Zurück zu Generation Y: Nix mit Generation Y. Die Unternehmen haben es gar nicht nötig sich auf solche "Extra-Wünsche" einzustellen. Es sind noch genug Schnell-Bachelor-Absolventen verfügbar, die sich gerne verburouten lassen und auf lästige Familienplanung verzichten. Und so heißt es von vielen Unternehmen: "Naja, wir sind ganz ehrlich, wenn sie mit diesen Arbeitsbedingen nicht einverstanden sind, dann werden Sie bei uns sicher nicht glücklich. Ich habe von einer Kollegin gehört, die auch Mutter ist und sie schafft es auch irgendwie von 8-19 Uhr im Außendienst zu arbeiten. Es ist möglich." Mmmhhhmm.

Sicherlich kann man einen Fulltime-Job gewissensbissenfrei und unter moderatem Stress bewältigen, wenn man

a) sich mit dem Partner abwechseln kann (Heute bringe ich sie hin und Du holst sie ab... und morgen umgekehrt) - das fällt schon mal flach, wenn dein Partner Reisetätigkeit hat

b) oder Großeltern leben in der Nähe und sind in Rente - definitiv eine Variante in 15-20 Jahren...

c) oder Kinder sind schon im Schulalter - Ziel für 2019, wenn Familienplanung dann vollständig abgeschlossen eingeschult wird

Alles andere ist in meinen Szenarien durchgefallen als moderne Selbstgeiselung der Mutter. Sollte ich doch eine humane Option übersehen haben, bin ich für Hinweise darüber dankbar.

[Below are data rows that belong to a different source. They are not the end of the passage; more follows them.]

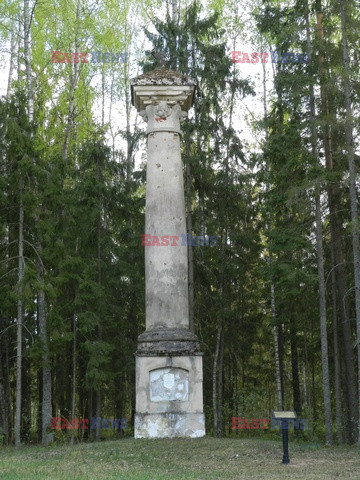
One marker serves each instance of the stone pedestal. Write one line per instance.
(169, 401)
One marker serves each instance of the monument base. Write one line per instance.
(169, 396)
(169, 425)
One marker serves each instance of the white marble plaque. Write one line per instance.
(169, 384)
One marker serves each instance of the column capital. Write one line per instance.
(163, 117)
(162, 85)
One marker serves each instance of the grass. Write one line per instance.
(179, 459)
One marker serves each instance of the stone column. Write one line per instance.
(169, 400)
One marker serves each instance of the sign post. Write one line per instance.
(284, 418)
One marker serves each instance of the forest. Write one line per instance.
(271, 170)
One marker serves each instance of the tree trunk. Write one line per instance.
(333, 197)
(295, 367)
(46, 436)
(73, 400)
(21, 267)
(279, 390)
(349, 126)
(320, 265)
(337, 372)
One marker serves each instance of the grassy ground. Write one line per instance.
(179, 459)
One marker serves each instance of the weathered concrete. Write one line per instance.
(168, 366)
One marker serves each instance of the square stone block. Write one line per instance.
(169, 425)
(169, 396)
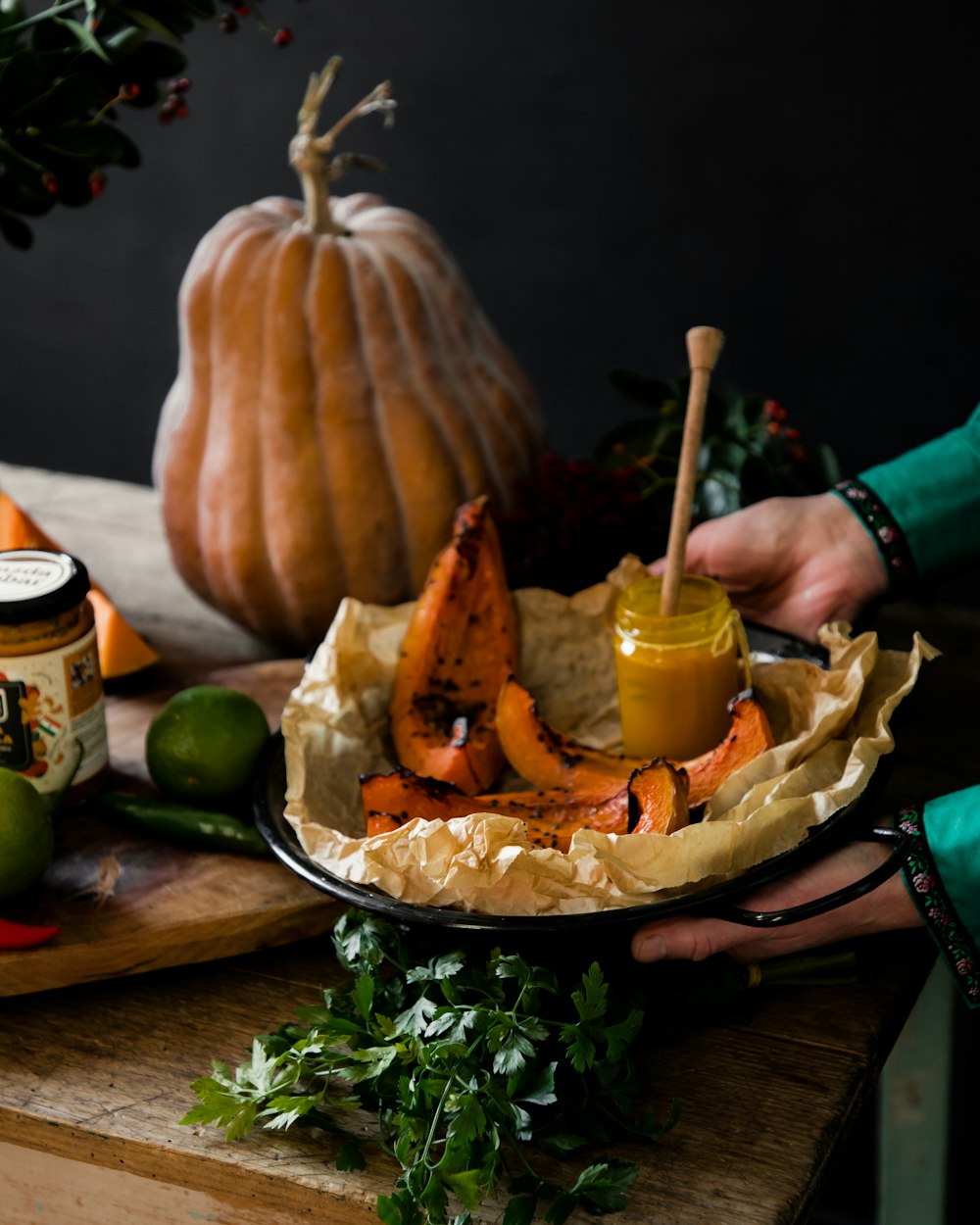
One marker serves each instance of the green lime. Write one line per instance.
(25, 834)
(205, 741)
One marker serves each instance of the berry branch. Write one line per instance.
(67, 74)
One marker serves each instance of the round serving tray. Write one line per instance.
(719, 900)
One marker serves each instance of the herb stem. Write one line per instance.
(54, 11)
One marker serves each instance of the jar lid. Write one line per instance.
(38, 583)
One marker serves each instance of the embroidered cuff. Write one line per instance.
(932, 903)
(890, 538)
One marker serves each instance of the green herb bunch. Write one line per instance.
(465, 1061)
(68, 72)
(573, 519)
(749, 450)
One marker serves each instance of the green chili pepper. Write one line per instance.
(197, 827)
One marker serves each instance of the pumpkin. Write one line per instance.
(460, 647)
(339, 392)
(549, 759)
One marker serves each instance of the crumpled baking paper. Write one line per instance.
(831, 728)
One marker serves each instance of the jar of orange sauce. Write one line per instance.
(52, 702)
(677, 674)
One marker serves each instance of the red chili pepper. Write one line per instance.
(21, 935)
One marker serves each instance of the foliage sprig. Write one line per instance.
(68, 72)
(466, 1063)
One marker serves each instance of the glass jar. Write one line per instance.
(677, 674)
(52, 702)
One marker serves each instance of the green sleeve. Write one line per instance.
(934, 496)
(942, 872)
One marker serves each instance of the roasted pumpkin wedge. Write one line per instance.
(549, 759)
(460, 647)
(657, 798)
(552, 816)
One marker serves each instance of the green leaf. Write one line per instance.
(83, 35)
(540, 1091)
(581, 1049)
(604, 1186)
(466, 1187)
(591, 1001)
(69, 98)
(147, 21)
(364, 995)
(416, 1019)
(97, 143)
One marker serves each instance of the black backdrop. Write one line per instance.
(607, 172)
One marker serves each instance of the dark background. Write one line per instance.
(608, 174)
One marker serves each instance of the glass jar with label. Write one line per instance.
(677, 674)
(52, 702)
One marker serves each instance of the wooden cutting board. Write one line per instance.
(127, 903)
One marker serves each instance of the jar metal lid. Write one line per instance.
(38, 583)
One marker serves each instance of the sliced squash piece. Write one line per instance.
(549, 759)
(749, 735)
(552, 816)
(460, 647)
(122, 650)
(658, 799)
(545, 756)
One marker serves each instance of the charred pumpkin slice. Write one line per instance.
(658, 799)
(459, 650)
(552, 816)
(656, 802)
(549, 759)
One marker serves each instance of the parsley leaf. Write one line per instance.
(466, 1061)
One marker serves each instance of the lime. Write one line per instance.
(205, 741)
(25, 834)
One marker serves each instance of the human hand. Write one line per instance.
(790, 563)
(887, 907)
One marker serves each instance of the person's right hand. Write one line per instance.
(790, 563)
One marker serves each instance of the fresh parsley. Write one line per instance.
(470, 1062)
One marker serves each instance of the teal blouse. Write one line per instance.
(922, 511)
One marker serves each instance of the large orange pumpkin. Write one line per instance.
(338, 395)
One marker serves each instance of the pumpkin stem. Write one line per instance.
(313, 156)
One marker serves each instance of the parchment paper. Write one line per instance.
(831, 728)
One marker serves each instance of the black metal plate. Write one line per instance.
(270, 805)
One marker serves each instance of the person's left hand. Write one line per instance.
(886, 907)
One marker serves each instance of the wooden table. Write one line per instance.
(94, 1078)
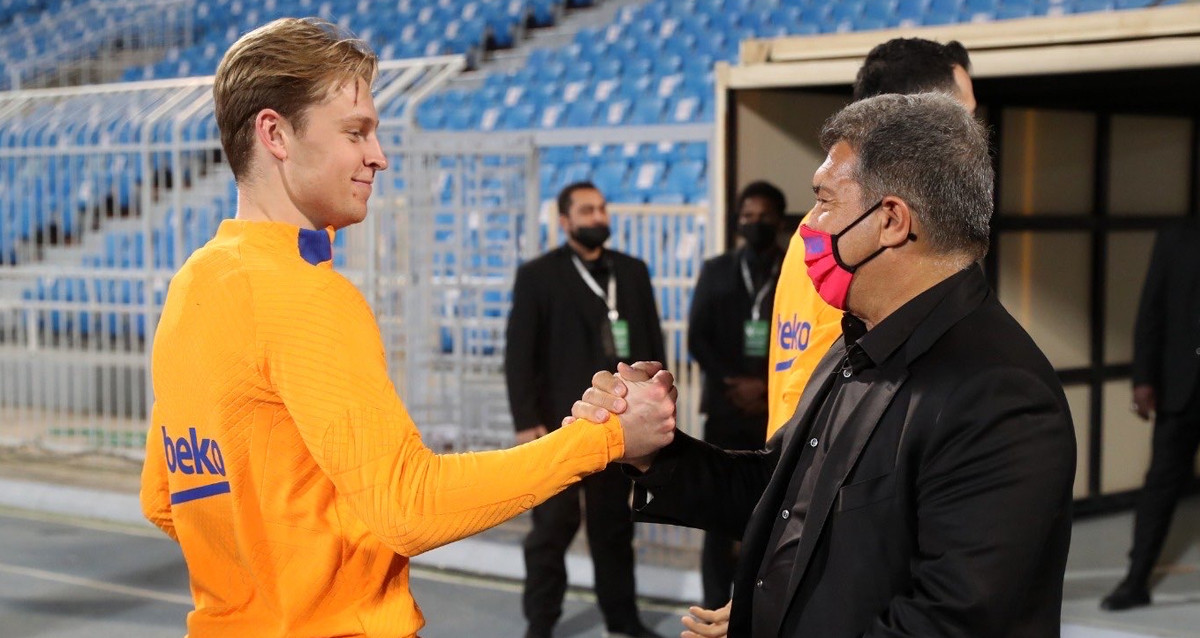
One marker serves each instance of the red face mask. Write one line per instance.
(829, 274)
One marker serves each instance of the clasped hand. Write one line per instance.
(645, 397)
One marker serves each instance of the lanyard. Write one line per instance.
(611, 298)
(755, 311)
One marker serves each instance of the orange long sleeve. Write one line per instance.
(803, 329)
(286, 464)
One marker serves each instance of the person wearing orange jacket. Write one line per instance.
(279, 455)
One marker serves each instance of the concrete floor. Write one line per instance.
(64, 576)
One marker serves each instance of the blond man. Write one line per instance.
(280, 456)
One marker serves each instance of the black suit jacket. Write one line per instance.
(553, 345)
(943, 507)
(1167, 337)
(720, 306)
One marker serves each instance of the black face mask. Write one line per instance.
(592, 236)
(759, 235)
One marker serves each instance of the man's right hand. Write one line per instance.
(707, 623)
(645, 395)
(1145, 401)
(528, 434)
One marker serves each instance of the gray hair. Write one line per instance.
(930, 152)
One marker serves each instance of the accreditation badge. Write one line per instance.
(621, 338)
(757, 335)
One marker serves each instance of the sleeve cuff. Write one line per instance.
(615, 437)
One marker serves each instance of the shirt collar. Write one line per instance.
(869, 348)
(315, 247)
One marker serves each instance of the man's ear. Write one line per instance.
(273, 132)
(898, 222)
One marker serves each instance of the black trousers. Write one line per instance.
(1173, 457)
(719, 554)
(610, 525)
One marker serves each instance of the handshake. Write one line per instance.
(643, 395)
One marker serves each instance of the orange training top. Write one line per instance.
(285, 464)
(803, 330)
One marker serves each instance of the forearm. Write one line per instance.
(696, 485)
(415, 500)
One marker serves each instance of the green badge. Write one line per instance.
(621, 338)
(757, 335)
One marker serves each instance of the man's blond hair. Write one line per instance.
(287, 65)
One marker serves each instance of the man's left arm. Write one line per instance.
(993, 499)
(155, 493)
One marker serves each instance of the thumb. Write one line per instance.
(633, 373)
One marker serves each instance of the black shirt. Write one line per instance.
(865, 350)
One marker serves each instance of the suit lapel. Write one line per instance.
(869, 401)
(757, 533)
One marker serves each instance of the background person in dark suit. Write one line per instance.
(727, 335)
(1167, 386)
(576, 310)
(923, 486)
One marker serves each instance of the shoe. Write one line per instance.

Was ich nicht gefunden habe: Teilzeitlösungen, Wertschätzung der Elternschaft, Betriebskindergärten. Sowas von gar nicht Top, liebe Toparbeitsgeber Deutschlands. 



------
*besonders am Vormittag kann man prima schwimmen gehen, weil nur 2 Rentner auf einer Bahn ein bisschen Wassergymnastik betreiben und die restlichen Bahnen nicht durch Poolnudeln und Feierabendschwimmer blockiert werden.